Staff writer, with CNA, WASHINGTON

Sun, Mar 30, 2014 - Page 3

A senior US official commended Taipei and Beijing for “historic progress” in improving relations across the Taiwan Strait on Friday, but emphasized that Washington’s policy on Taiwan has not changed, despite a recent “mischaracterization” by Beijing.

US National Security Council Senior Director for Asian Affairs Evan Medeiros said that the US hopes progress between China and Taiwan will continue “in ways acceptable to both sides,” adding that a peaceful resolution to the “Taiwan question” is an “abiding interest” to the US.

Medeiros’ comments came at a seminar organized by the Brookings Institution, a think tank in Washington, to mark the 35th anniversary of the establishment of diplomatic ties between the US and China.

In his prepared remarks, Medeiros said the issue of Taiwan has been one of the “perennial difficulties” in US-China relations, but insisted that the position of the US has not changed.

Medeiros rejected a statement released by the Chinese Ministry of Foreign Affairs after a meeting on Monday last week between US President Barack Obama and Chinese President Xi Jinping (習近平) that seemed to indicate a change in the US position on Taiwan.

He called it a “willful mischaracterization” and reaffirmed that the US stance on Taiwan remains unchanged.

The report posted on the ministry’s Web site highlighted the two leaders’ discussions on Taiwan and quoted Obama as saying: “On the Taiwan issue and Tibet-related issues, the US side respects China’s sovereignty and territorial integrity. This stance remains unchanged.”

Medeiros said China had characterized the US position on Taiwan as if it had changed, adding: “It has not.”

He said such actions by the Chinese are “unwelcome,” and they only serve to “foster mistrust” in US-China relations.

Neither are they helpful to China’s own stated goal of promoting unification with Taiwan, he added.

“China should focus on winning the hearts and the minds of the people of Taiwan, as opposed to making them insecure about US policy as if somehow we have changed our position on Taiwan and are saying things differently in meetings with President Xi than we do publicly, which we aren’t,” he said.

“So in this context, I think it’s important to pay attention to the fact that not only is 2014 the 35th anniversary of the US-China relationship, it’s also the 35th anniversary of the Taiwan Relations Act, which is US law, and [to] which we remain firmly committed, along with the six assurances,” Medeiros said.

The assurances were made in 1982 by then-US president Ronald Reagan. They include not setting a date for ending US arms sales to Taiwan and not pressuring Taiwan into negotiations with China.

Some experts on US-China relations welcomed Medeiros’ clarification of Washington’s position on Taiwan.
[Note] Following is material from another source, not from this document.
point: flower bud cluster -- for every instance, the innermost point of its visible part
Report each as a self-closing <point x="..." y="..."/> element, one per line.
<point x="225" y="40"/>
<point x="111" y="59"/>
According to Bonnie Glaser and Jacqueline Vitello, researchers with the Center for Strategic and International Studies in Washington, it is not the first time that US statements regarding Taiwan have been misrepresented in China.
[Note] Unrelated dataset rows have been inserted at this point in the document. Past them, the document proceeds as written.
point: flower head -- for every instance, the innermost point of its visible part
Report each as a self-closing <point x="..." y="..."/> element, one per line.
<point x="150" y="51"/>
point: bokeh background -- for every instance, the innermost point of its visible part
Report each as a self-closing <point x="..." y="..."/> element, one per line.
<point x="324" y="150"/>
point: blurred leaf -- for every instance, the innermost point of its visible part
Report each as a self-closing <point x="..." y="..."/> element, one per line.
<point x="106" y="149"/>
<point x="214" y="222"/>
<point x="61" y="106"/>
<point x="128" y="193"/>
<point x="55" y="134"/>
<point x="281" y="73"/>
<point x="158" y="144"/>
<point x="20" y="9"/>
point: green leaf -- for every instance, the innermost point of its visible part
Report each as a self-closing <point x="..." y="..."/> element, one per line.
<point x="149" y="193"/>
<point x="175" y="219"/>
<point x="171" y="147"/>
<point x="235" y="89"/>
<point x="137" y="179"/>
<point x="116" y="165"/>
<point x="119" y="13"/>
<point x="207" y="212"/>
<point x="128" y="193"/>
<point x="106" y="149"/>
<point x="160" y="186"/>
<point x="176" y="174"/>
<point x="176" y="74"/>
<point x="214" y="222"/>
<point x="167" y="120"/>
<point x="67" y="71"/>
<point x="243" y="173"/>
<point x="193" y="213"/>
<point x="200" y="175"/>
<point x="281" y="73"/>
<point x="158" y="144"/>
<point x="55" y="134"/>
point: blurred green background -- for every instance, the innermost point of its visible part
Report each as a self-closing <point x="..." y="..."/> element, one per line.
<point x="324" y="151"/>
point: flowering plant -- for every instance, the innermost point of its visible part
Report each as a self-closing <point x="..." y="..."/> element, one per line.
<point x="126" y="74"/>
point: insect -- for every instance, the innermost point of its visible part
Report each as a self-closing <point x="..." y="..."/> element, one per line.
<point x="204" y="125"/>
China should be rebuked for “deliberately distorting President Obama’s words and US policy,” they said in an e-mail to Taiwan’s Central News Agency.

They added that, with the anniversary of the Taiwan Relations Act fast approaching, a restatement of US policy in this regard would be “well-timed.”

The experts added that US policy differs greatly when it comes to Tibet and Taiwan, and Obama “almost certainly did not lump the two together” in his talks with the Chinese leader.

With regard to Taiwan, several important documents that outline US policy on cross-strait relations merely “acknowledge,” but do not endorse Beijing’s “one China” position, they said.

The US’ long-standing policy on the concept of “one China” has been purposefully vague, they said.

Since the UN formally admitted the People’s Republic of China (PRC) in 1971, US presidents have articulated a “one China” policy, but have never recognized the PRC’s claim over Taiwan nor recognized Taiwan as a sovereign state, they said.

Ambiguity allows the US to maintain a stable relationship with China and to simultaneously support Taiwan as needed, they said.